The politics of the left NEC campaign

By Mohan Sen

The “Centre Left Grassroots Alliance” campaign for Labour’s National Executive Committee, supported by Momentum and other organisations, recently launched under the banner “Grassroots Voice”.

The front page of the campaign website includes a 180 word political programme (see below). Keeping the slate’s basic political pitch concise has sense; but 180 words is very short indeed. Even in something that length, however, it would be possible to make some important points. The Grassroots Voice statement doesn’t.

If you’re not really paying attention it reads as left-wing, namechecking various good causes, but in terms of what it actually advocates it is extremely vague and general. It says nothing either about procedural questions which are crucial particularly for NEC members, eg sovereignty of conference, due process over suspensions and expulsions, proper reporting of NEC meetings; or about wider political demands and struggles.

Again, there is good sense to keeping things concise and in the circumstances of a slate like this, cobbled together by a range of organisations and groupings, it is presumably all fairly tricky. But the fact remains that what has been produced will not improve the political level of the movement or give the left a clear guide to what needs to be done.

The statements from the individual candidates include a few more concrete bits and pieces, but not much.

Obviously more can be said later in the campaign – and in August Momentum has announced a meeting to discuss policies. But in general it seems necessary to begin with a clear, concrete statement of what you stand and will fight for. (Also the “More later” argument is often a way of punting things off – as in the Momentum NCG election, where Forward Momentum left various agreed policies out of its ‘Plan’, responding to complaints by promising a further document which never appeared.)

The longest section of the Grassroots Voice statement is “For liberation and equality”. This promises a fight against a long list of different forms of bigotry and oppression. The comprehensiveness is welcome, but it all seems fairly tokenistic.
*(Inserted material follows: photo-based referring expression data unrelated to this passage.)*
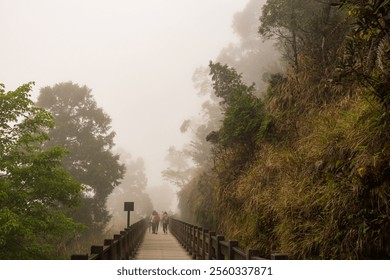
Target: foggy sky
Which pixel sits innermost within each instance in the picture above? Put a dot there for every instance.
(137, 56)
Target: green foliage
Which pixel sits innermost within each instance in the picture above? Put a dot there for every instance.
(309, 33)
(366, 52)
(244, 114)
(84, 129)
(35, 190)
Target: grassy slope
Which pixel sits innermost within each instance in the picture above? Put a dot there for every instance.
(320, 186)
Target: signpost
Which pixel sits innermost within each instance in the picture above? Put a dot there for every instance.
(129, 206)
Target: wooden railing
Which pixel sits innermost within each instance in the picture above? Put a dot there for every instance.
(123, 246)
(203, 244)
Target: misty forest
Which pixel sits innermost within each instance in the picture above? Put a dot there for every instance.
(290, 153)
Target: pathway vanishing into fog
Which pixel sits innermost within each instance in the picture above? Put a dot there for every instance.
(161, 247)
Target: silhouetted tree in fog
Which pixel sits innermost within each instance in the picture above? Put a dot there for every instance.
(35, 191)
(84, 129)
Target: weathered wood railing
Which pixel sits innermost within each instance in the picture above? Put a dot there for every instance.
(122, 247)
(203, 244)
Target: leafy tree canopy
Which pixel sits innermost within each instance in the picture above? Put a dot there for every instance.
(35, 190)
(85, 130)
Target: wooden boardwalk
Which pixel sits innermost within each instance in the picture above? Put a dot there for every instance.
(161, 247)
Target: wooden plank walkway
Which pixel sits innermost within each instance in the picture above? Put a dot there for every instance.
(161, 247)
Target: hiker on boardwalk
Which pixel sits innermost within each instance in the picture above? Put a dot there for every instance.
(155, 220)
(165, 220)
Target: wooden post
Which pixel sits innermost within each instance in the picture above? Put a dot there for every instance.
(232, 244)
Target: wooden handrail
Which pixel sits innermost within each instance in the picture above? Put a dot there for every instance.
(123, 246)
(203, 244)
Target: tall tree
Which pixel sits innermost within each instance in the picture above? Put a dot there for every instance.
(307, 31)
(84, 129)
(35, 190)
(132, 188)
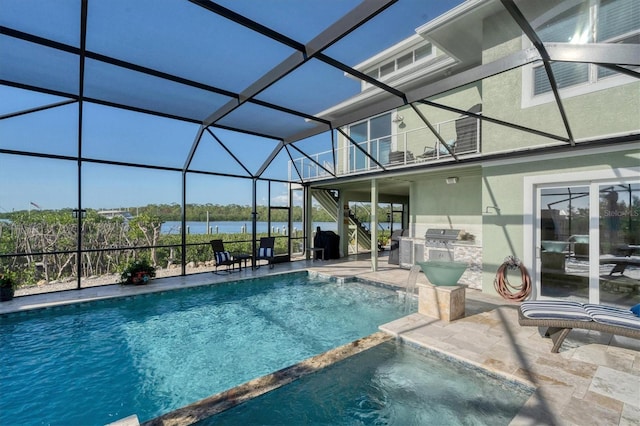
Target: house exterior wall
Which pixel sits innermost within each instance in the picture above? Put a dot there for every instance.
(595, 112)
(435, 204)
(502, 187)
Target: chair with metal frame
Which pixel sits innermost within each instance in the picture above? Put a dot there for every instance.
(266, 251)
(223, 257)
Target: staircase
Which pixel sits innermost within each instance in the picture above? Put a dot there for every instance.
(329, 202)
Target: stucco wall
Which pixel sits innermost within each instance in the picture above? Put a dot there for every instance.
(435, 204)
(591, 110)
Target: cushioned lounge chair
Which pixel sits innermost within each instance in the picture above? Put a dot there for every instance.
(266, 251)
(560, 317)
(222, 257)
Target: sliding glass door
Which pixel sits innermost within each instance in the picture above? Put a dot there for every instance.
(588, 242)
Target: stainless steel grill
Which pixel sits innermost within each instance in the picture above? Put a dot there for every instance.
(442, 234)
(438, 243)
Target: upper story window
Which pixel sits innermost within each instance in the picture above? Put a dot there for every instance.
(598, 21)
(401, 61)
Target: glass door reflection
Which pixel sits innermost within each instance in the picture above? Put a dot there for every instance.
(619, 249)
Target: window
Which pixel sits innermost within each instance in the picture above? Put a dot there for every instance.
(402, 61)
(603, 21)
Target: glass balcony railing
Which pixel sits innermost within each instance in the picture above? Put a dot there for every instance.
(411, 147)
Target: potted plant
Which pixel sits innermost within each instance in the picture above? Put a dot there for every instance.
(8, 285)
(137, 272)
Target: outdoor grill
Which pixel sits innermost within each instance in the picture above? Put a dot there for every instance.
(438, 243)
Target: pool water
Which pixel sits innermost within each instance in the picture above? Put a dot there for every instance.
(94, 363)
(390, 384)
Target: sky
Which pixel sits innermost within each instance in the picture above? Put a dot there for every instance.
(110, 134)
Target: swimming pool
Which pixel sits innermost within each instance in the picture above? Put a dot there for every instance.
(94, 363)
(390, 384)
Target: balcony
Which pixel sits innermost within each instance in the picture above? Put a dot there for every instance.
(402, 149)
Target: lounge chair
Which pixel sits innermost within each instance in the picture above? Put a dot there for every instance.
(266, 251)
(223, 257)
(560, 317)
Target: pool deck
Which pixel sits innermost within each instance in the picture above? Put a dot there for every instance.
(594, 380)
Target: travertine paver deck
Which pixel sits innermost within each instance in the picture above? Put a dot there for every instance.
(594, 380)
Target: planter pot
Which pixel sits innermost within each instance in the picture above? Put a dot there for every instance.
(6, 293)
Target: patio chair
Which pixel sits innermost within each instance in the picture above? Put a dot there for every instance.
(223, 257)
(560, 317)
(266, 251)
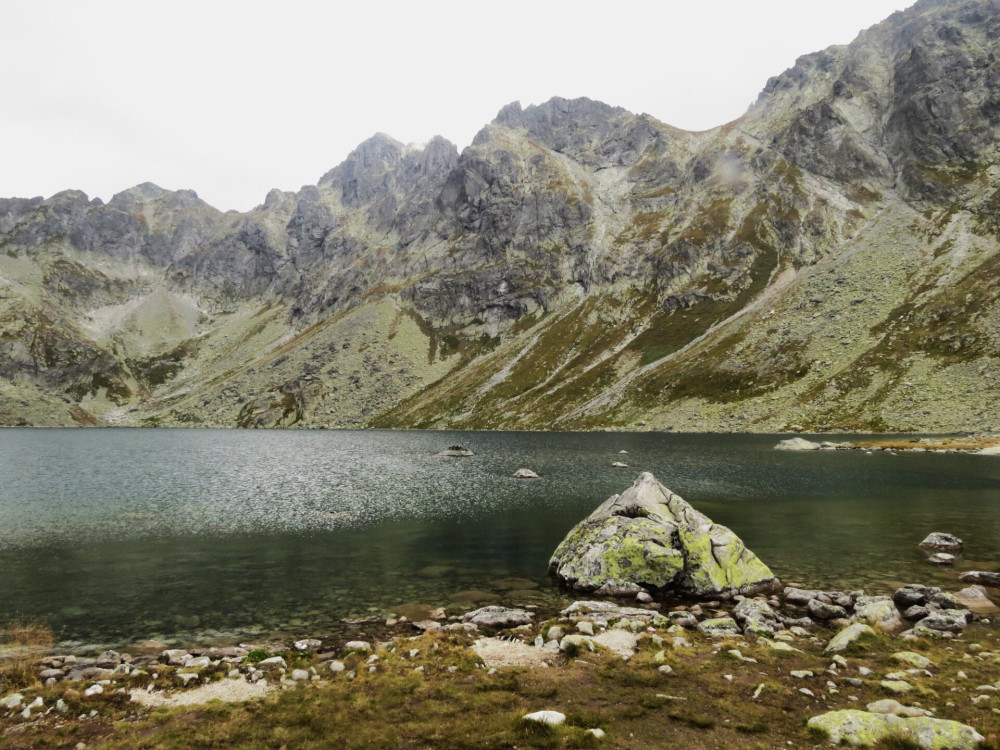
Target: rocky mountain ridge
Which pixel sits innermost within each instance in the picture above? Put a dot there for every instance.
(825, 262)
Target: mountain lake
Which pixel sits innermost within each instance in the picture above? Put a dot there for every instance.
(114, 536)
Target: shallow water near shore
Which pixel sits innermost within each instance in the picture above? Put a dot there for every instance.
(114, 536)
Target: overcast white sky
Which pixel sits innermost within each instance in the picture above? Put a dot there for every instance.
(233, 98)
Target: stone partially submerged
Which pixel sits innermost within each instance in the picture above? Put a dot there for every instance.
(456, 451)
(648, 538)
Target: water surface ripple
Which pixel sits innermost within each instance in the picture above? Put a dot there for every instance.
(118, 535)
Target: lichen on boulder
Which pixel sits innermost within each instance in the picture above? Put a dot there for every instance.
(863, 729)
(648, 538)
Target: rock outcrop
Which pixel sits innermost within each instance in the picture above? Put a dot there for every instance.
(648, 538)
(864, 729)
(825, 262)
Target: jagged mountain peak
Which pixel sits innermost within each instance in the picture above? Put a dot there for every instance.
(827, 261)
(148, 192)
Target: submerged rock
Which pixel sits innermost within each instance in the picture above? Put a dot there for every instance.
(941, 558)
(757, 617)
(941, 541)
(650, 538)
(981, 577)
(849, 635)
(456, 451)
(499, 617)
(861, 728)
(525, 474)
(797, 444)
(974, 598)
(879, 612)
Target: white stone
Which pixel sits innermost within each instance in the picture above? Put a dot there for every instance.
(553, 718)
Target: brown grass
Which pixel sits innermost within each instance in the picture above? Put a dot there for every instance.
(21, 643)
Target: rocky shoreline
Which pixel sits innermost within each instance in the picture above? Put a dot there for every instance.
(977, 445)
(83, 688)
(917, 664)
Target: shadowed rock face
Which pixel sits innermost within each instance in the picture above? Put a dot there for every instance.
(826, 261)
(650, 538)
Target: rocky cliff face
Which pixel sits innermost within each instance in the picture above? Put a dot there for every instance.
(824, 262)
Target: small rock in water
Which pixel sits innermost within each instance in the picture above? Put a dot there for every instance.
(975, 599)
(525, 474)
(797, 444)
(941, 541)
(941, 558)
(981, 577)
(499, 617)
(456, 451)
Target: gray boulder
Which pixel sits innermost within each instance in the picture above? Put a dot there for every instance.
(941, 541)
(822, 611)
(797, 444)
(947, 620)
(456, 451)
(981, 577)
(861, 728)
(499, 617)
(650, 538)
(974, 598)
(757, 617)
(879, 612)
When the GV website first went up, there was a link to an additional statement, signed by NEC candidate Mish Rahman but seemingly on behalf of the whole slate. This included a clearer commitment on the issue of trans rights, which has been a subject of controvery, including to reform of the Gender Recognition Act to allow self-identification.

“Seemingly on behalf of the whole slate” because it is/was not clear. I assume this odd mechanism was adopted because some candidates (Ann Henderson? Laura Pidcock?) were not willing to sign.

But to add to the mystery, this second statement has now disappeared from the site!

It is not a matter of indifference whether left-wing candidates win the NEC election (in addition to the CLGA/Grassroots Voice candidates, there are others, for instance Open Labour’s Jermain Jackman). But left organisations and activists need to push for debate and clarification on what the left candidates stand for and are committed to.

That is particularly the case because some of the left candidates have poor or unclear political records: not just Ann Henderson and Laura Pidcock on trans rights, but eg Lara McNeill on the mess the Stalinist “left” has made of Young Labour. More generally demanding at least some political clarity and concrete commitment is the right political approach for the left.

In deciding its slates, the left should first agree on a political platform – limited, of course, but clear and substantive – and choose candidates on that basis, rather than first choosing candidates and then trying to persuade them to sign a platform.



For a Green New Deal

Faced with the threat of climate collapse, we’ve got no time to waste. By 2030 we need to create a zero-carbon economy that works for the vast majority of society, not the billionaires.

For an economy for the many, not the few

Our rigged system is in crisis. Right now, falling profits for the billionaires means catastrophic unemployment for us. But it doesn’t have to be that way. There is massive public support for transformative socialist policies that can create the future we need.

For liberation and equality

Our movement must join with Black Lives Matter in the fight for systemic change. We will take on the political elites who try and use racism and prejudice as weapons to turn us against one another. We will make sure our party is unified in the fight against racism, antisemitism, islamophobia, Afrophobia, homophobia, transphobia, biphobia, ableism, sexism, sexual harassment, and the scapegoating of migrant and Traveller communities.

The time for waiting is over. Let’s build a Labour Party that will fight for the future we need.